REALITY?: Waiting for the Clouds to Pass

I didn’t really feel up to writing much today, especially about today, but I feel much better now and can almost laugh about it. There’s so much to carry around in your head sometimes, and it’s always the most depressing that tend to keep rising to the focus of the inner eye of the mind.

As I walked into my father’s house, I found him in the middle of cleaning up the kitchen. He had, he explained, wanted to bake for me a frozen coconut-custard pie because he knew it was my favorite, and my sister had just brought him several Mrs. Smith’s. He hadn’t read the directions (printed on the bottom with no mention on the top or sides) which stated that it goes directly from the freezer to a preheated oven set at 425 degrees. He’d let it thaw on a refrigerator shelf. When he took it out to bake it, it was of course liquid in a raw pie shell in a flimsy tin pieplate and soft cardboard box. I found the box and empty pie shell in the sink, drained the soggy mess to throw away and washed the sink as he still swept tiny bits of coconut off the wooden kitchen floor.

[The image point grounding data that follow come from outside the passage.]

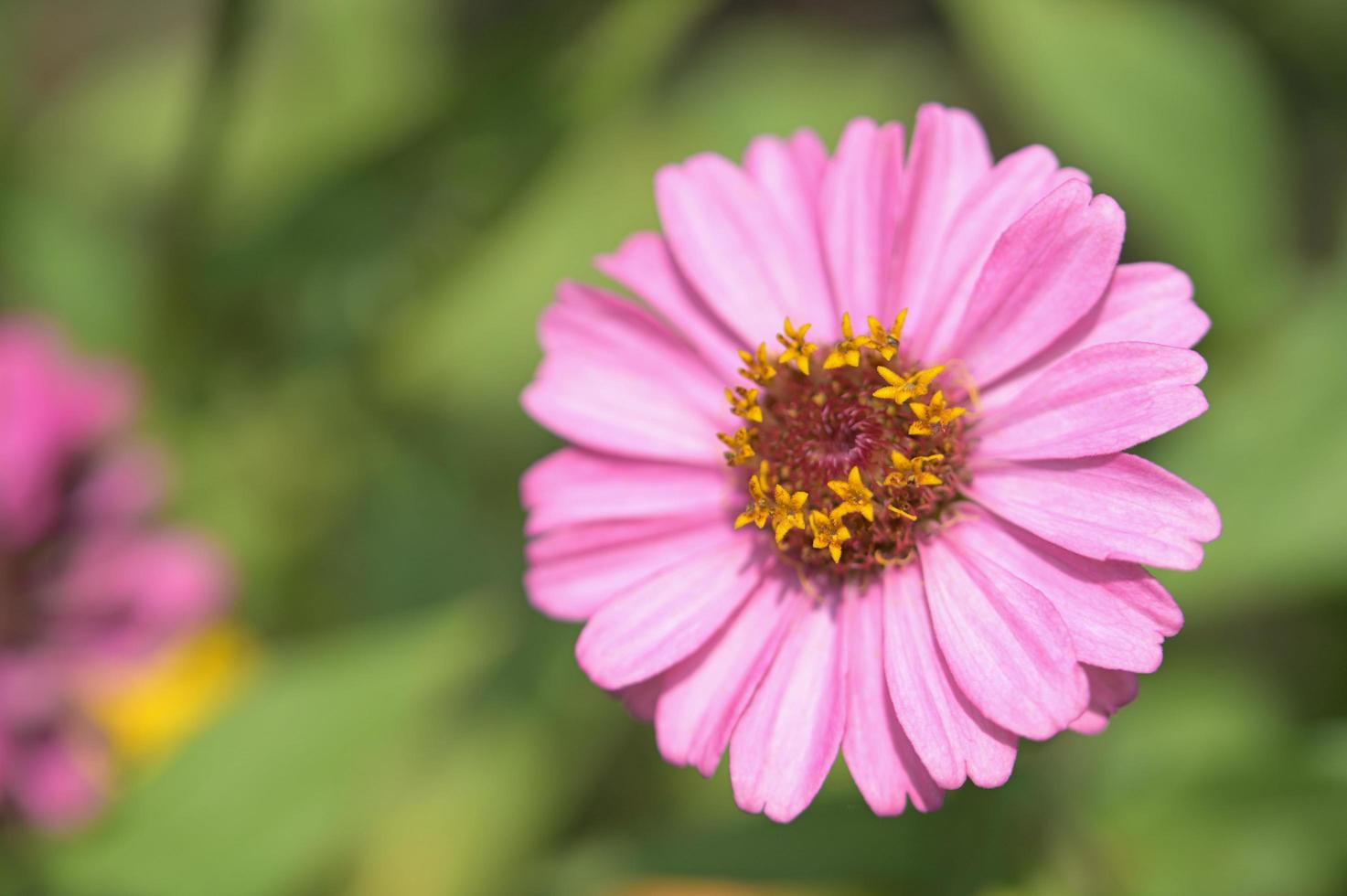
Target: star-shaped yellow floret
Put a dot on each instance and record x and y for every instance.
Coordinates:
(740, 443)
(933, 415)
(900, 389)
(796, 347)
(743, 403)
(912, 472)
(757, 368)
(760, 511)
(788, 512)
(856, 497)
(848, 352)
(886, 343)
(902, 512)
(829, 534)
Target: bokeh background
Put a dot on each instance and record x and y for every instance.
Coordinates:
(325, 229)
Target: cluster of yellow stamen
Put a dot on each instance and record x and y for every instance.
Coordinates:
(808, 423)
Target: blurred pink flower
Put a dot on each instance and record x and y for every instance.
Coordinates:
(951, 538)
(89, 585)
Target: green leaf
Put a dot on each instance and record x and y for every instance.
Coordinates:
(262, 801)
(1269, 452)
(1171, 111)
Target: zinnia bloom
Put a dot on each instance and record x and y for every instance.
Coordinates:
(89, 586)
(850, 474)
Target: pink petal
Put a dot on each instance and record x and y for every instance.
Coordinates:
(999, 199)
(615, 379)
(1110, 508)
(575, 485)
(59, 781)
(1005, 643)
(882, 759)
(1098, 400)
(953, 739)
(668, 616)
(125, 596)
(861, 194)
(948, 156)
(1117, 613)
(733, 244)
(789, 736)
(789, 173)
(575, 571)
(641, 699)
(646, 267)
(1110, 690)
(1042, 275)
(1147, 302)
(708, 693)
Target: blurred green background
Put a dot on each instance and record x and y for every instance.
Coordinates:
(325, 228)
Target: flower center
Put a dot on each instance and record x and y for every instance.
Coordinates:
(851, 457)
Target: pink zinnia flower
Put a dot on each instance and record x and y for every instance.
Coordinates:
(917, 537)
(88, 583)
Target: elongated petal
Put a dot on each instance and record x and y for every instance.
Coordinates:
(1098, 400)
(861, 194)
(575, 485)
(996, 201)
(667, 616)
(1109, 508)
(877, 752)
(709, 691)
(646, 267)
(1005, 643)
(572, 571)
(731, 241)
(951, 737)
(641, 699)
(1117, 613)
(789, 736)
(1110, 690)
(789, 176)
(1145, 302)
(1042, 275)
(948, 155)
(615, 380)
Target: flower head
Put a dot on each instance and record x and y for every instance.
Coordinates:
(89, 586)
(973, 566)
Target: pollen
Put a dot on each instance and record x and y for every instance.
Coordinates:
(934, 415)
(848, 352)
(741, 446)
(900, 389)
(851, 465)
(830, 534)
(760, 509)
(886, 341)
(796, 347)
(757, 367)
(788, 512)
(854, 496)
(911, 472)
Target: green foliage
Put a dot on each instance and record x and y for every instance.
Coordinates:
(325, 229)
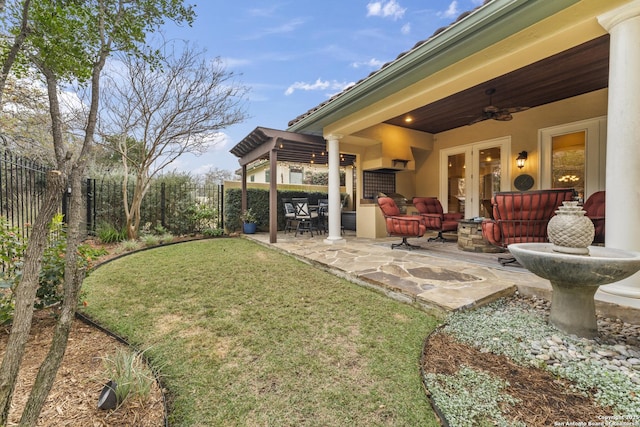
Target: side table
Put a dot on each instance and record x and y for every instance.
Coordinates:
(470, 238)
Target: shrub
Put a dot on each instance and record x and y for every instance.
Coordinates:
(128, 246)
(51, 278)
(131, 374)
(213, 232)
(109, 234)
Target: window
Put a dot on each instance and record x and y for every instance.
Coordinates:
(568, 161)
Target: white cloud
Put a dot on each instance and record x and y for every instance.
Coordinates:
(372, 63)
(218, 141)
(389, 9)
(235, 62)
(317, 85)
(287, 27)
(451, 12)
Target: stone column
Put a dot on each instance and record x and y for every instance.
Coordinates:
(335, 217)
(623, 138)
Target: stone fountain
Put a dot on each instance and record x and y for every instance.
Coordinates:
(574, 268)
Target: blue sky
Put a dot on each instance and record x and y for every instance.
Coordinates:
(294, 54)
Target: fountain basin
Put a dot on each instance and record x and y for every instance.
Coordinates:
(575, 280)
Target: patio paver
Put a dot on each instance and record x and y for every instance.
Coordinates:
(438, 278)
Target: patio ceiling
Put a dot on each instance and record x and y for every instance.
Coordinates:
(290, 147)
(576, 71)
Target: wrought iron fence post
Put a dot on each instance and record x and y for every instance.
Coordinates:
(163, 204)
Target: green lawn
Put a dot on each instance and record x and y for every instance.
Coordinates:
(244, 335)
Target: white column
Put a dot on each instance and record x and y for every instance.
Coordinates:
(623, 138)
(335, 217)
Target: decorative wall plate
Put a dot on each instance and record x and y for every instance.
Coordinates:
(523, 182)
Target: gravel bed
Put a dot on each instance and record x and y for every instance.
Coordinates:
(608, 367)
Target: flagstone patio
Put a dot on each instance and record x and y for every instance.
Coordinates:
(438, 277)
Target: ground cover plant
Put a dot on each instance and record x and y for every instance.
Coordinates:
(245, 335)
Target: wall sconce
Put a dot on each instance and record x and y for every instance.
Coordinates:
(522, 157)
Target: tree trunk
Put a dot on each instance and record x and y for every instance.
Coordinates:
(25, 293)
(73, 277)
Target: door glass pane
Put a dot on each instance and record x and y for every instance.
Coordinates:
(456, 189)
(489, 178)
(568, 162)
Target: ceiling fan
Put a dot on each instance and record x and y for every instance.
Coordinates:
(495, 113)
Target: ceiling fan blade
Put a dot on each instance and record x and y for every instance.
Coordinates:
(513, 109)
(502, 116)
(479, 119)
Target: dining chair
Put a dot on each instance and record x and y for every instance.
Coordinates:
(323, 215)
(307, 218)
(289, 214)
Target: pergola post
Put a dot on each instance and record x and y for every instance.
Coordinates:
(244, 190)
(273, 194)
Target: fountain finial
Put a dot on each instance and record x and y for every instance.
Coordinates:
(570, 231)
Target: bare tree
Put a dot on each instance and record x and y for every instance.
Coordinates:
(68, 41)
(156, 113)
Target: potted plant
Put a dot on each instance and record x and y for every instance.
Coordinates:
(248, 222)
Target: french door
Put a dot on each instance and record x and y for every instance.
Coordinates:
(470, 174)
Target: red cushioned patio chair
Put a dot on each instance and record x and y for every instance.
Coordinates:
(401, 225)
(435, 219)
(522, 217)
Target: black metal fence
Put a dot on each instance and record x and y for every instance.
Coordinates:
(22, 188)
(179, 207)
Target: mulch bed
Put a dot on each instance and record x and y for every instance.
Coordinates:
(544, 399)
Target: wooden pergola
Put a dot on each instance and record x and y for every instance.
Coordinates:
(278, 145)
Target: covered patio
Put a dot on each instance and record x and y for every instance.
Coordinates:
(283, 146)
(438, 277)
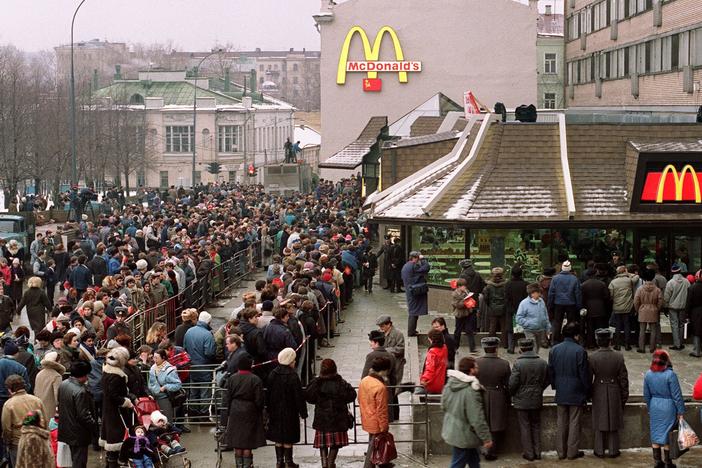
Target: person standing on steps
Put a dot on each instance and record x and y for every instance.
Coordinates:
(494, 375)
(610, 392)
(527, 382)
(414, 277)
(675, 299)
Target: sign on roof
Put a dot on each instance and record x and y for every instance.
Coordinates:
(372, 65)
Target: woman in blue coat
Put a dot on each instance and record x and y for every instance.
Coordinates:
(665, 404)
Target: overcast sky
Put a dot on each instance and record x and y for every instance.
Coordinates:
(35, 25)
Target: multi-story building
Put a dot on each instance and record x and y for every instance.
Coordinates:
(634, 53)
(550, 60)
(234, 129)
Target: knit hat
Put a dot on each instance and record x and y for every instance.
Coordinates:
(204, 317)
(51, 356)
(80, 369)
(117, 357)
(157, 416)
(10, 348)
(287, 356)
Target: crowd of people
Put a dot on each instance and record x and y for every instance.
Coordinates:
(77, 367)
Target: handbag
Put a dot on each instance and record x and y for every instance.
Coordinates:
(384, 450)
(419, 289)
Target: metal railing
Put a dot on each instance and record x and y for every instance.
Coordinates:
(198, 295)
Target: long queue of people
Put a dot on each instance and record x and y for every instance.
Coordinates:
(79, 297)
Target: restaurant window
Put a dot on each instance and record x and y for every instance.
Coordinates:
(443, 248)
(529, 248)
(687, 253)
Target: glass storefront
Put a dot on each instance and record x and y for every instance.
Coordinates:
(444, 248)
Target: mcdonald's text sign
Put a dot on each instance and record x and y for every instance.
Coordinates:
(372, 65)
(674, 184)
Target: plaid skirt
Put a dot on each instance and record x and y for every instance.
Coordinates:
(330, 439)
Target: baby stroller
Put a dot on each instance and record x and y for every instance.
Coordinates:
(144, 408)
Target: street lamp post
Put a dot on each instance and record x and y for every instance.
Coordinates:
(74, 168)
(197, 70)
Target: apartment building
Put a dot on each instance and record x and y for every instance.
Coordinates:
(634, 53)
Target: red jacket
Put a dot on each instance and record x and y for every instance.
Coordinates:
(697, 389)
(435, 369)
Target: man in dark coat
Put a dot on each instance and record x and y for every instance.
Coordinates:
(493, 373)
(414, 274)
(570, 378)
(515, 292)
(474, 282)
(610, 391)
(77, 414)
(527, 383)
(376, 338)
(598, 302)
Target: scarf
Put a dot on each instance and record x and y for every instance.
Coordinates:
(139, 443)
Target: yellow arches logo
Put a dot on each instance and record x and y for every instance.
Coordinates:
(679, 180)
(371, 65)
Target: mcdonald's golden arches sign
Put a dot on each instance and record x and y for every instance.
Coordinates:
(371, 65)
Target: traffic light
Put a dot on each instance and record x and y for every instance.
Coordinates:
(214, 168)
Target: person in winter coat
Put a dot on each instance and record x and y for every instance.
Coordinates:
(465, 427)
(285, 401)
(34, 450)
(277, 335)
(414, 276)
(200, 345)
(693, 311)
(515, 291)
(243, 400)
(675, 299)
(37, 303)
(527, 382)
(116, 405)
(570, 378)
(466, 319)
(564, 299)
(373, 403)
(494, 375)
(532, 316)
(598, 303)
(474, 282)
(648, 301)
(163, 378)
(621, 289)
(494, 297)
(48, 381)
(434, 373)
(665, 404)
(77, 415)
(610, 392)
(330, 394)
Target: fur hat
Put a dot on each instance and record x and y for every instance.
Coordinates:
(118, 357)
(287, 356)
(157, 416)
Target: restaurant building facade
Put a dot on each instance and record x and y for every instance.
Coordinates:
(536, 194)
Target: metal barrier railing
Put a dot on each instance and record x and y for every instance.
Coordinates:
(197, 295)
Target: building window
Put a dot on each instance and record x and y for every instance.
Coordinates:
(228, 138)
(549, 100)
(550, 64)
(179, 139)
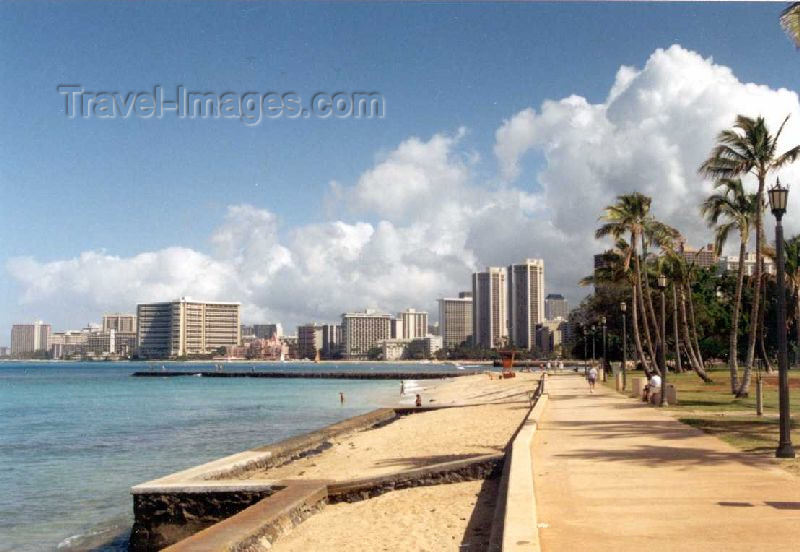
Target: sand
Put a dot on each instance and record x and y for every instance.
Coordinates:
(443, 518)
(455, 517)
(426, 438)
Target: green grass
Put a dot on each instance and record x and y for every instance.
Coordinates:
(713, 409)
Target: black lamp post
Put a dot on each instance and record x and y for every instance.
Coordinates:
(662, 352)
(778, 195)
(623, 307)
(585, 354)
(605, 363)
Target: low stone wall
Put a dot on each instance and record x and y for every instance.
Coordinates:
(479, 467)
(520, 531)
(178, 505)
(165, 518)
(256, 528)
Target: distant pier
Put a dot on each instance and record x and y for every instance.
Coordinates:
(308, 375)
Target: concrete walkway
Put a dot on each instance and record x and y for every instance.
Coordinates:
(614, 474)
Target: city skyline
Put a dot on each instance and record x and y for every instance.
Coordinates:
(387, 211)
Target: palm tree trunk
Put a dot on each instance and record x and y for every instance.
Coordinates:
(751, 340)
(733, 353)
(637, 338)
(762, 349)
(693, 324)
(690, 327)
(642, 309)
(687, 342)
(797, 324)
(678, 365)
(651, 312)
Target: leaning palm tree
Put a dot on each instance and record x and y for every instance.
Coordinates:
(731, 208)
(680, 272)
(629, 216)
(790, 21)
(749, 148)
(616, 270)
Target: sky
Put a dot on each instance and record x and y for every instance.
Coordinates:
(507, 128)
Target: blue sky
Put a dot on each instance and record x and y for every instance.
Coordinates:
(129, 186)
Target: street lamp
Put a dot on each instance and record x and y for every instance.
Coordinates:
(623, 307)
(662, 353)
(603, 322)
(778, 196)
(585, 354)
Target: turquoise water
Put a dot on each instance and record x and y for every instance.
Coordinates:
(74, 437)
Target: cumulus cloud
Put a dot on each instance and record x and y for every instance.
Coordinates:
(414, 226)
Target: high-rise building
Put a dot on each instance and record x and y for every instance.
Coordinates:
(731, 264)
(186, 328)
(396, 328)
(549, 336)
(705, 257)
(120, 323)
(414, 324)
(455, 320)
(30, 338)
(309, 340)
(525, 302)
(361, 331)
(124, 326)
(331, 340)
(555, 306)
(267, 331)
(489, 317)
(67, 344)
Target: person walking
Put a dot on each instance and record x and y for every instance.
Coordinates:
(591, 377)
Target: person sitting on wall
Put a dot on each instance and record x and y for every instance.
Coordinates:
(652, 387)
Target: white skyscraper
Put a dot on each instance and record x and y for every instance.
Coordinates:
(525, 302)
(414, 324)
(489, 320)
(455, 320)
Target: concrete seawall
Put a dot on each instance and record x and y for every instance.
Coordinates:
(310, 375)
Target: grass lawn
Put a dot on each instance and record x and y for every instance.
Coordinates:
(711, 408)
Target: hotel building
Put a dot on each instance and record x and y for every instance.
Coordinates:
(455, 320)
(489, 317)
(413, 324)
(30, 338)
(555, 306)
(186, 328)
(361, 331)
(309, 340)
(525, 302)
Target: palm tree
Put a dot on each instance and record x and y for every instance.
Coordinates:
(630, 215)
(790, 21)
(749, 148)
(675, 267)
(730, 208)
(616, 270)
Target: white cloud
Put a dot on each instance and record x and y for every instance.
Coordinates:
(414, 225)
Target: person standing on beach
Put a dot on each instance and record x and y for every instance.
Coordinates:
(591, 377)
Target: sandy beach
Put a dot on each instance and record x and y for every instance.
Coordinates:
(453, 517)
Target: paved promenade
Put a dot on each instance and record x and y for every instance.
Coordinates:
(615, 474)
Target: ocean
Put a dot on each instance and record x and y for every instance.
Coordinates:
(74, 437)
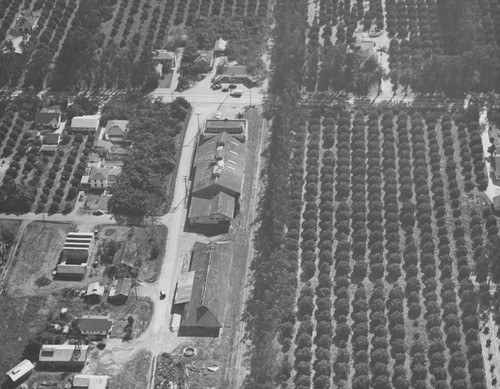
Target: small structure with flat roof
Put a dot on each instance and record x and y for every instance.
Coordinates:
(63, 355)
(120, 290)
(19, 372)
(95, 326)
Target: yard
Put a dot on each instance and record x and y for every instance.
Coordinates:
(37, 256)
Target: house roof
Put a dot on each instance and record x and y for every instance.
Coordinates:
(52, 138)
(116, 127)
(220, 45)
(48, 148)
(219, 161)
(88, 121)
(63, 353)
(205, 55)
(103, 144)
(211, 263)
(95, 289)
(126, 254)
(221, 204)
(95, 323)
(93, 158)
(90, 381)
(99, 173)
(46, 116)
(184, 287)
(20, 370)
(120, 287)
(71, 269)
(161, 55)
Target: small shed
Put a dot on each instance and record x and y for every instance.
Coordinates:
(95, 326)
(95, 291)
(120, 290)
(19, 372)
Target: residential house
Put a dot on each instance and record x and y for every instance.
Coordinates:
(95, 327)
(84, 381)
(235, 74)
(116, 130)
(218, 210)
(52, 138)
(204, 294)
(119, 291)
(95, 291)
(220, 47)
(66, 356)
(113, 176)
(84, 124)
(205, 57)
(49, 118)
(99, 178)
(19, 373)
(219, 167)
(102, 147)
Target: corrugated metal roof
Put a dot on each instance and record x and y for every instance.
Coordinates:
(90, 381)
(63, 353)
(211, 263)
(184, 287)
(232, 171)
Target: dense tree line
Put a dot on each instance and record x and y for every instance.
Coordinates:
(274, 271)
(142, 188)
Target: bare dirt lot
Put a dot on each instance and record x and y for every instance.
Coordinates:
(37, 256)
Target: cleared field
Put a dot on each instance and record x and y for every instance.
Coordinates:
(37, 256)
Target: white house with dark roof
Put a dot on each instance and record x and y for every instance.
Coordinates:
(19, 372)
(98, 178)
(116, 130)
(87, 124)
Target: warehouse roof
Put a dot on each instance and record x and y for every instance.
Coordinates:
(63, 353)
(220, 161)
(211, 263)
(221, 204)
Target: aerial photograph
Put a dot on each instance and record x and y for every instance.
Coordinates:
(249, 194)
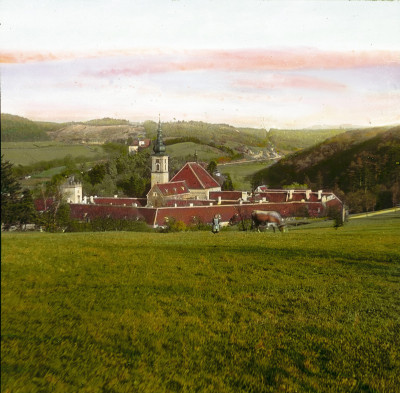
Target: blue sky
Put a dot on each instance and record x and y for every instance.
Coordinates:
(254, 63)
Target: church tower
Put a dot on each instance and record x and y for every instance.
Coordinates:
(159, 160)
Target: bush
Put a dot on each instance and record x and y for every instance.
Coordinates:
(173, 225)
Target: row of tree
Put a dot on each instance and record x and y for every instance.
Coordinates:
(18, 208)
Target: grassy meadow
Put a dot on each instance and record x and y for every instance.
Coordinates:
(204, 152)
(311, 310)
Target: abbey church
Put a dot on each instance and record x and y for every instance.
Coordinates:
(193, 195)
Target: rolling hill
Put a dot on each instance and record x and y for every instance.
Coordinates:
(366, 159)
(20, 129)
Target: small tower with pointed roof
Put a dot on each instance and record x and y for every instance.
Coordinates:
(159, 160)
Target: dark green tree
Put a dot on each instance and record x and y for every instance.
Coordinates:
(96, 174)
(212, 167)
(25, 210)
(227, 185)
(10, 189)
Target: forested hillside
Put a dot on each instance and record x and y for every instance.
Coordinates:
(20, 129)
(292, 140)
(362, 164)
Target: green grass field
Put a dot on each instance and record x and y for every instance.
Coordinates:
(311, 310)
(241, 173)
(26, 153)
(204, 152)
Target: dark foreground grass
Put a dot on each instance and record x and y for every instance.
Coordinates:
(312, 310)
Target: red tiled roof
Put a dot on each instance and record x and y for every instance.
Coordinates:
(226, 195)
(196, 177)
(120, 201)
(173, 188)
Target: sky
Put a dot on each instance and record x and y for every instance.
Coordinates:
(262, 64)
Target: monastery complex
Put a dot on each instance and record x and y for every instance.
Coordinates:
(193, 195)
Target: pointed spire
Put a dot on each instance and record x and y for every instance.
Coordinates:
(159, 147)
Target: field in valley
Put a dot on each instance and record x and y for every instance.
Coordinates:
(314, 309)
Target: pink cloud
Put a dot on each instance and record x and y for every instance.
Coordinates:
(289, 81)
(150, 61)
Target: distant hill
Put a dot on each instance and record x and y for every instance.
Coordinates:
(20, 129)
(292, 140)
(367, 159)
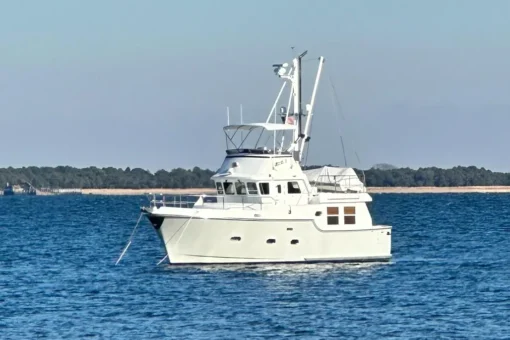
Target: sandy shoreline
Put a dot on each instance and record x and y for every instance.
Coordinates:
(438, 190)
(373, 190)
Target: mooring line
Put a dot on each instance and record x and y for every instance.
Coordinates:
(130, 239)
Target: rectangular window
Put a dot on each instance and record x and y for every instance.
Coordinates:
(293, 188)
(229, 188)
(219, 187)
(333, 220)
(264, 188)
(349, 215)
(332, 210)
(333, 216)
(349, 210)
(252, 188)
(349, 219)
(240, 188)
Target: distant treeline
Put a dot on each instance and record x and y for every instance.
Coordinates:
(92, 177)
(432, 176)
(109, 178)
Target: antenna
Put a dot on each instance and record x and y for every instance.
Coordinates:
(241, 114)
(300, 108)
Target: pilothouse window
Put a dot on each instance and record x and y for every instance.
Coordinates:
(252, 188)
(219, 188)
(293, 188)
(229, 188)
(240, 188)
(264, 188)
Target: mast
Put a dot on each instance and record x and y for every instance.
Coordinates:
(299, 107)
(309, 109)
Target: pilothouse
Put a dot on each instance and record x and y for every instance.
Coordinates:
(266, 208)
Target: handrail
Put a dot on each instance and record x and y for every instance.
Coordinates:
(189, 201)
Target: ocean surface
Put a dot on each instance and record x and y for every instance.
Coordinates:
(449, 277)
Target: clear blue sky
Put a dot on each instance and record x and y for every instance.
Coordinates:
(146, 83)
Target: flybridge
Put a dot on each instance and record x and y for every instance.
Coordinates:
(273, 137)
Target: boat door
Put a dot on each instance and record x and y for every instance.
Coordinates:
(279, 192)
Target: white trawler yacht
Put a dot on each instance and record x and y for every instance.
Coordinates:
(266, 208)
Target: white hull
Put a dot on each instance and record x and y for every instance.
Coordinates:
(208, 241)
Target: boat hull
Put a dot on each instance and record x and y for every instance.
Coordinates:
(192, 240)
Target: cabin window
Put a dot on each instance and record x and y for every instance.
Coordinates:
(264, 188)
(333, 216)
(252, 188)
(349, 215)
(240, 188)
(219, 187)
(293, 188)
(229, 188)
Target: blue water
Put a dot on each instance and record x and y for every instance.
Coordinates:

It frightens him as well as me and we try to tell ourselves that this could happen to just about anyone, just as he couldn’t understand the new fuse box for the washer and dryer to replace the screw-type fuses that an electrician put in last week and told my father not to shut off just as my sister did twice more since as well. Per her suggestion, I black-lettered ON and OFF on white strips taped to the switches, and in the middle of my second warning not to shut them off, he does. This is my father, clever, curious and self-taught correctly in just about anything mechanical. We look directly in each other’s eyes as we talk and never say it. But the fear of the Alzheimer’s that we lived through with my mother is always there as a terrifying thought.